Domingo, 7 de Dezembro de 2008

Afinal – a Expo começa aqui!

Jornal Linhas de Elvas

Nº 2.397 – 11 –Abril – 1997

Conversas Soltas

 

   Alameda dos Oceanos e vulcão de água - Expo '98 - Lisboa, Portugal

Naquele dia da passada Páscoa – já nem sei qual – havia um ventinho esperto que soltava a areia do chão e a atirava pelos ares.

Voltei então as costas ao mar meti – me em casa e abri a televisão.

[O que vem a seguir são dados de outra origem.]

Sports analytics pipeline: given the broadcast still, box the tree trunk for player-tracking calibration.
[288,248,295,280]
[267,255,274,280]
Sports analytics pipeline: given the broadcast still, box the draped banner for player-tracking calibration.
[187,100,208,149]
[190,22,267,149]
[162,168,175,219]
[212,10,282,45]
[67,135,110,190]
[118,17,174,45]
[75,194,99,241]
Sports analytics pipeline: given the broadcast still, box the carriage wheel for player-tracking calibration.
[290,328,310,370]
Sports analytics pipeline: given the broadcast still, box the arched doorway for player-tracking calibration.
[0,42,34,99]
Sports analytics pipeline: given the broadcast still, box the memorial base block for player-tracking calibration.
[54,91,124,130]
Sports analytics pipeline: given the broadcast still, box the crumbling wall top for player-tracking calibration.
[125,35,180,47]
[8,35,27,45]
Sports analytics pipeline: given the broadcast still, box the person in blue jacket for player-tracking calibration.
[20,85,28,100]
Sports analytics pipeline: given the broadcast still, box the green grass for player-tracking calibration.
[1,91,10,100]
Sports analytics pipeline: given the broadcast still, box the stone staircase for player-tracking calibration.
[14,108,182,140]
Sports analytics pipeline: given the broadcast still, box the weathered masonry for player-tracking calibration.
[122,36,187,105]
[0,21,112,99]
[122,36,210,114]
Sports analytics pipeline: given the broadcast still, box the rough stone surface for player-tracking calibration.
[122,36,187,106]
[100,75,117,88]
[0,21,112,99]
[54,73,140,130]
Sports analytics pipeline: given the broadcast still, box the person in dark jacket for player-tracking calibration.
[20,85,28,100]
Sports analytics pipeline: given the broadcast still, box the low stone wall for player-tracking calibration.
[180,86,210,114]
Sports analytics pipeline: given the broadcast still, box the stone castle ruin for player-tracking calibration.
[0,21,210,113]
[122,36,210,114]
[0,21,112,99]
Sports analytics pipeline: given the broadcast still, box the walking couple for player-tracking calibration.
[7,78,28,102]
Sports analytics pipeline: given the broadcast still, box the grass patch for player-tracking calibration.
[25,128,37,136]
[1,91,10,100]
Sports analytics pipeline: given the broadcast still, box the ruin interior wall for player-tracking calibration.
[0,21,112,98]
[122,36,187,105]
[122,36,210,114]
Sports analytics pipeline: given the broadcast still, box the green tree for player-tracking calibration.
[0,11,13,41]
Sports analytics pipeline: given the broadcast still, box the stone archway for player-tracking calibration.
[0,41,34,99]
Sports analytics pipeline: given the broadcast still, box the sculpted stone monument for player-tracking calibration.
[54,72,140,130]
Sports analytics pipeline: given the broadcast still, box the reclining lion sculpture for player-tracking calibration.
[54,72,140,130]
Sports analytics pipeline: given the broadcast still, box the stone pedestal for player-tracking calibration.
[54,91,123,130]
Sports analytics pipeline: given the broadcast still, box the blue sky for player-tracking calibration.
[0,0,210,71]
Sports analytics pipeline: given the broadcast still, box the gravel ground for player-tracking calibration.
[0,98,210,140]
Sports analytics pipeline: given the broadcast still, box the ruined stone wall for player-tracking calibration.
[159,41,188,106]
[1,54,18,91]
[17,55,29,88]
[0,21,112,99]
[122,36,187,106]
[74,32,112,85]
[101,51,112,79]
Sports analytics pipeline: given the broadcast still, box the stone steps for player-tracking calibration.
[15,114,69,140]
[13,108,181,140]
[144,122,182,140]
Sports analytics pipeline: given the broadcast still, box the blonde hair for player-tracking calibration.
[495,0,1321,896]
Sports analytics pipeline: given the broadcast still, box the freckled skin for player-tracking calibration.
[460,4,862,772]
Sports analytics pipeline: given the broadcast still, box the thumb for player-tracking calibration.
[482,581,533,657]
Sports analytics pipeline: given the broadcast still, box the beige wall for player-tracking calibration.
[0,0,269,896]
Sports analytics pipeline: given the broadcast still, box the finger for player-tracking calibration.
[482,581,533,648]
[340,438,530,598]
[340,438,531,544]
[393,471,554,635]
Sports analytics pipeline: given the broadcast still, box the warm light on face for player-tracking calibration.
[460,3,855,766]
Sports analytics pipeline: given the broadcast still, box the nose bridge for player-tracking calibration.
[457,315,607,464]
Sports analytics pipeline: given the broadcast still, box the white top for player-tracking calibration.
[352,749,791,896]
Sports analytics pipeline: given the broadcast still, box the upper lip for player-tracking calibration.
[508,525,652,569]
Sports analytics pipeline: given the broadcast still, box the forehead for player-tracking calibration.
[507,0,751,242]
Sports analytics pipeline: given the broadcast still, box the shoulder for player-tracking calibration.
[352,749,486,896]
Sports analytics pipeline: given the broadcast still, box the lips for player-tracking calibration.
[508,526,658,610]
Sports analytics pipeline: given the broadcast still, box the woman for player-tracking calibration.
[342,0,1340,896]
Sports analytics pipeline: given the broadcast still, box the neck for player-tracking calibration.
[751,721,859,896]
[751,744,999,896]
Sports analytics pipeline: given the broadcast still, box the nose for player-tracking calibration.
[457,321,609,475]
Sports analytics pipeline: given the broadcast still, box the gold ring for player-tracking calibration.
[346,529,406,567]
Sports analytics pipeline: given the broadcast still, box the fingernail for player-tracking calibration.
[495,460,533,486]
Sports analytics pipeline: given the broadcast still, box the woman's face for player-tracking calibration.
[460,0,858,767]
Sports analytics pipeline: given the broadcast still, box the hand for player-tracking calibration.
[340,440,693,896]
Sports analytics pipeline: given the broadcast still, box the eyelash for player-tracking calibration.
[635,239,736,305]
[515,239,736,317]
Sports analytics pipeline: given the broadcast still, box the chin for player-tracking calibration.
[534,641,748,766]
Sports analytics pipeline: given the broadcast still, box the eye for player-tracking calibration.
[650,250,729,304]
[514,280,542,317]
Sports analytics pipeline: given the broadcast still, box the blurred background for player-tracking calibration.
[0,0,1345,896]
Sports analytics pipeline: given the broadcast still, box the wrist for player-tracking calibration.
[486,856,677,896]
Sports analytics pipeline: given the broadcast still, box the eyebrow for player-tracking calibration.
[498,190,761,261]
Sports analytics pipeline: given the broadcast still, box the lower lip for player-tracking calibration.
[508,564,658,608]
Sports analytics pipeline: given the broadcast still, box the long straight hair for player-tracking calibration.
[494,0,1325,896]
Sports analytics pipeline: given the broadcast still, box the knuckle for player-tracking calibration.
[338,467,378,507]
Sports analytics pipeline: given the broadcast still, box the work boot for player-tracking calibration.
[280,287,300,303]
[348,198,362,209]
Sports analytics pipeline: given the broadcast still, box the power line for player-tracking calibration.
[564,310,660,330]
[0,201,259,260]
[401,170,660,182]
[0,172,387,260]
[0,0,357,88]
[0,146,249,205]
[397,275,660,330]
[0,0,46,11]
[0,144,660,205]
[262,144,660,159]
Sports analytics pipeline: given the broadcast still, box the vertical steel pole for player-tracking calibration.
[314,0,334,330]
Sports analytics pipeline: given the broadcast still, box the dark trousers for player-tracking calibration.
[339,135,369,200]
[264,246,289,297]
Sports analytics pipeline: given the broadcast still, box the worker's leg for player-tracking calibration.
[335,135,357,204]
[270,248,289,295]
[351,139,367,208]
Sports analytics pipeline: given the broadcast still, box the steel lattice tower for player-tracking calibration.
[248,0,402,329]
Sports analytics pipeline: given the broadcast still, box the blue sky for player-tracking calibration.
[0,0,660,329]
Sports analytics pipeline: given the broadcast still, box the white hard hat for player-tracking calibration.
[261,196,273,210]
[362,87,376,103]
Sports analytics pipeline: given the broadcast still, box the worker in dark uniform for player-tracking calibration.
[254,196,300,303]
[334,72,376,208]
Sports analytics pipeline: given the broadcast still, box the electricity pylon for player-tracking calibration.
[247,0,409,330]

O Professor Hermano Saraiva, com o seu jeito de quem muito sabe mas, não resiste ao acrescento do sonho nas realidades históricas que narra – falava da Expo 98, de Vasco da Gama, da Vidigueira, de Sines, de Évora e de todos, quantos, por via da tal Expo, andam a polir seus títulos e brasões.

Interessei-me vivamente.

Aliás, não sei de quem resista ao “charme” do historiador com a sua maneira cordial e apaixonada de transmitir saber e, de repente, pensei:

- Então se tudo na Expo 98 se passa em torno do mar e das Descobertas...

- Então se a figura maior é o grande Descobridor...

- Então se Sines se prepara afanosamente destapando pedras, catando vestígios, escarafunchando pistas de tudo quanto possa servir para erguer do passado um rasto que conduza ao reconhecimento do que foi a presença de Vasco da Gama naquelas paragens...

                 

- Então isto e mais aquilo e etc, etc, etc, etc. ...

- Então Elvas – porta principal de quem entra em Portugal – vindo da Europa estradas fora...

Então Elvas, não terá uma palavra a dizer?

Ai, a mim, me parece que sim.

E, se tristemente, infelizmente, deploravelmente (e mais quantos expressivos advérbios de modo se possam compor para chorar a agonia do Forte) não se pode, no todo, acudir à nobre fortaleza – que venha trazer, de novo, à lembrança de todos – ouso perguntar:

- Não será possível ainda reconstruir por dentro a capela que Catarina Mendes, bisavó de Vasco da Gama, quando já viúva de Estêvão Vaz da Gama, mandou reedificar nos finais do séc. XIV?

É que, foi por aí, que tudo começou.

É que foi em torno dessa capela votada, por muita fé, a Nossa Senhora da Graça que o forte da Graça ou de Lippe – foi erecto.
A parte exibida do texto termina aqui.